A silly man in a top hat, hopelessly attempts to climb upstairs after a long night on the town. Each move is punctuated with improvised ragtime piano accentuating every misstep, every spin around a lazy-susan-style table, every slide down a banister, even rolling up in the carpeting that previously covered the steps. 

In the cool August evening air, popcorn bags rustle as 2-year-olds to teens to seniors giggle at the antics on the screen, enjoying a pastime from yester-century.

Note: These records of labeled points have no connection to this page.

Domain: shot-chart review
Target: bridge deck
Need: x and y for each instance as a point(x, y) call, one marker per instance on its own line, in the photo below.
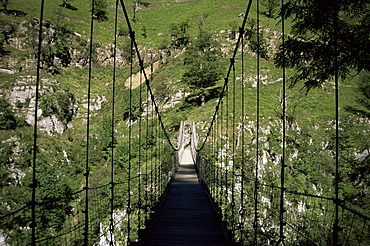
point(186, 217)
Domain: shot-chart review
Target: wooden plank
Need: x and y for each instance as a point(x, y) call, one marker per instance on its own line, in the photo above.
point(186, 217)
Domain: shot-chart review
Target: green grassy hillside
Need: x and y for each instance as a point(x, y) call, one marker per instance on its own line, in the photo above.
point(63, 103)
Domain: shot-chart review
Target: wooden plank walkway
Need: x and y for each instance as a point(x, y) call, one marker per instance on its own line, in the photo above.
point(186, 217)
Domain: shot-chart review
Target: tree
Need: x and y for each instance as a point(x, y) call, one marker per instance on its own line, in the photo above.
point(7, 118)
point(67, 4)
point(323, 30)
point(100, 10)
point(202, 66)
point(271, 6)
point(5, 3)
point(179, 34)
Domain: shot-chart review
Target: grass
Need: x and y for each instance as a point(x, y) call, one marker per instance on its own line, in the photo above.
point(156, 18)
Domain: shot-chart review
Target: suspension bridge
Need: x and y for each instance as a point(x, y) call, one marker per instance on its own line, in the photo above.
point(187, 199)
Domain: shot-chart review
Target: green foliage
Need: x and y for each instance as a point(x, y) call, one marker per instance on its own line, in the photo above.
point(4, 4)
point(7, 30)
point(100, 10)
point(321, 32)
point(179, 34)
point(271, 7)
point(203, 65)
point(7, 118)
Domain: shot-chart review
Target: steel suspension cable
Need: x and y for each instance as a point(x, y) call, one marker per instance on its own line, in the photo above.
point(242, 140)
point(129, 210)
point(282, 171)
point(147, 81)
point(336, 228)
point(255, 223)
point(112, 128)
point(35, 126)
point(233, 148)
point(140, 143)
point(87, 169)
point(227, 75)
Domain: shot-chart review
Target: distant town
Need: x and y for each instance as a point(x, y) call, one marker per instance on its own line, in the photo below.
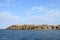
point(33, 27)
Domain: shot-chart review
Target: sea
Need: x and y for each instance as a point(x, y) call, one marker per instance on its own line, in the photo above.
point(29, 34)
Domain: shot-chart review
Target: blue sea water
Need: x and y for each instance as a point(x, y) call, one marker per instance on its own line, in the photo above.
point(29, 34)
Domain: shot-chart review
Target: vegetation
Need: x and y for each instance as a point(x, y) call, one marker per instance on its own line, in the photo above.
point(32, 27)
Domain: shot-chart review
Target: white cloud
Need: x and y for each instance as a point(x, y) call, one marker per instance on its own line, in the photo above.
point(48, 15)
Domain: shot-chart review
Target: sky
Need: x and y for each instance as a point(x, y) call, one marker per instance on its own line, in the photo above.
point(16, 12)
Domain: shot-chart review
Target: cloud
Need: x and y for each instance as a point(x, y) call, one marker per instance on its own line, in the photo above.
point(44, 15)
point(5, 2)
point(6, 18)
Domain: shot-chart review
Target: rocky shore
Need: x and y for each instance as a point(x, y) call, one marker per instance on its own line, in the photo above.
point(33, 27)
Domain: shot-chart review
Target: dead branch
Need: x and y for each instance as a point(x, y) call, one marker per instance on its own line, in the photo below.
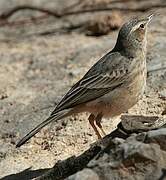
point(74, 164)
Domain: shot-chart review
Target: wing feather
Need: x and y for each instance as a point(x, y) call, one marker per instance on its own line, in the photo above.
point(96, 83)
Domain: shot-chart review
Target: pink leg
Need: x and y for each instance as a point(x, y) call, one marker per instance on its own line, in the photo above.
point(91, 121)
point(98, 123)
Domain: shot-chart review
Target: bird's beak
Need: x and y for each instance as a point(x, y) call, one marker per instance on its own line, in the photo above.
point(149, 18)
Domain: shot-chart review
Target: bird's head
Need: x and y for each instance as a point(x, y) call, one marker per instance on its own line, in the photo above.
point(132, 35)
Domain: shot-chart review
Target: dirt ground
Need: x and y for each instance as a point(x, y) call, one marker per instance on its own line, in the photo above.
point(35, 72)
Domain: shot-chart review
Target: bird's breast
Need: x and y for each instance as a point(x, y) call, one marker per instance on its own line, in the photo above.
point(124, 97)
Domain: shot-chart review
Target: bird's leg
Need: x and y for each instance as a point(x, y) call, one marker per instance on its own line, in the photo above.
point(98, 123)
point(91, 121)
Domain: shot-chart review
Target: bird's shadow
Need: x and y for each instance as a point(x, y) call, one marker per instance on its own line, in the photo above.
point(26, 174)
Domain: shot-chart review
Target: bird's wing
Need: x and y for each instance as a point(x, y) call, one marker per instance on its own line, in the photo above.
point(106, 75)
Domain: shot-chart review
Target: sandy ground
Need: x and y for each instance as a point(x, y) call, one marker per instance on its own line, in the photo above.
point(36, 71)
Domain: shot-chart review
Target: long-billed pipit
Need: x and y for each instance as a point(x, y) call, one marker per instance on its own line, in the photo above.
point(112, 85)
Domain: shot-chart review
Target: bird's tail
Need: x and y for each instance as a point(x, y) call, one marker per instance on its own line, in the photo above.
point(53, 117)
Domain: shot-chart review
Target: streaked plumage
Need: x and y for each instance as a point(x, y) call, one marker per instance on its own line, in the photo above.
point(112, 85)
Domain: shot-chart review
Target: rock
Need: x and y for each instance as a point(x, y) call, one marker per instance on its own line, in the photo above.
point(133, 159)
point(86, 174)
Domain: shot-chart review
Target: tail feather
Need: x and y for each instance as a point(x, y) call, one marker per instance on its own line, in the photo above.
point(53, 117)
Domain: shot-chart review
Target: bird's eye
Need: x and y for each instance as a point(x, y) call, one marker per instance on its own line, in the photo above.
point(142, 26)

Oak Park’s Pleasant Home is showing Silent Movies on the Porch for the fifth summer. Each August, Friday evenings are reserved for a form of entertainment that is hard to find elsewhere. Typically, 100 chairs are put out, an old-fashioned popcorn machine set up, and a baby grand moved out to the porch of this 1897 landmark building, once a private home, now owned by the Park District of Oak Park and home to the Pleasant Home Foundation, which provides programming such as this.

This year’s films range from a magical 1898 Georges Méliés short to Charlie Chaplin’s film, “City Lights,” from 1931. Other films include cinematic greats Harold Lloyd, Buster Keaton, Fatty Arbuckle, and Laurel and Hardy. And there’s a Felix the Cat animation as a bonus.

Pleasant Home Program Director Sarah Najera screens many silent films and selects them to represent a variety of talent and styles from that long-gone era. She believes the offering fits well with the house.

“John Farson built his home to open it up for entertainment,” she said. “The second owners, the Mills family, stipulated that it be part of the community when it was sold to the park district in 1939. Showing these films is also relevant to the era of the house when it was used as a home.”

The Kennedy family from Chicago, including Kendra, Chris, and daughters, Augusta, 21, Cray, 19 (also a Pleasant Home intern for five years), and Francis, 17, block out their calendar in June and have rarely missed a movie night since the program began in 2013.

“When you see this at a historical home, it comes alive,” Kendra said. “It’s been educational. We’ve learned about the different artists. And it’s a family tradition.”

Adding to the ambiance and overall enjoyment of the films, is the live piano accompaniment performed by Tom Holmes, actuary by day from Chicago, who has been playing at the event since its inception.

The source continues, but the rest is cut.